Grid representations for efficient generalization
Linda Yu, Matthew Nassar, Brown University, United States
Session:
Posters 2 Poster
Location:
Pacific Ballroom H-O
Presentation Time:
Fri, 26 Aug, 19:30 - 21:30 Pacific Time (UTC -8)
Abstract:
Generalization of information from previous contexts to new ones is an important aspect of efficient learning and behavioral flexibility. We propose that grid representations, identified originally in rodent entorhinal cortex, but later across multiple cortical regions in humans, could serve as the substrate for this type of fast structure transfer.

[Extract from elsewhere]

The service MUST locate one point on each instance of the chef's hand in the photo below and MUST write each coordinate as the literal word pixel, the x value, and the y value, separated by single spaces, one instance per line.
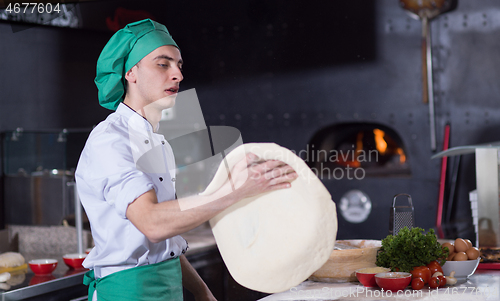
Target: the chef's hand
pixel 252 176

We created a predictive inference task that required participants to learn color-location associations, which alternated between two 90- degree rotations. Generalization was tested during a follow-up session in which participants performed the same task with novel rotations. Analysis of fMRI data identified two types of grid representation that are orthogonalized by our task design: a purely spatial one in the precuneus that is consistent across rotations and an abstract cognitive one in the medial prefrontal cortex, which shifted 90 degrees along with the color-location relationships. Behaviorally, participants were able to generalize learning successfully to novel rotations in the transfer task. Our findings provide evidence of a grid system can orient to abstract task space, where its link to behavioral generalization will be further explored.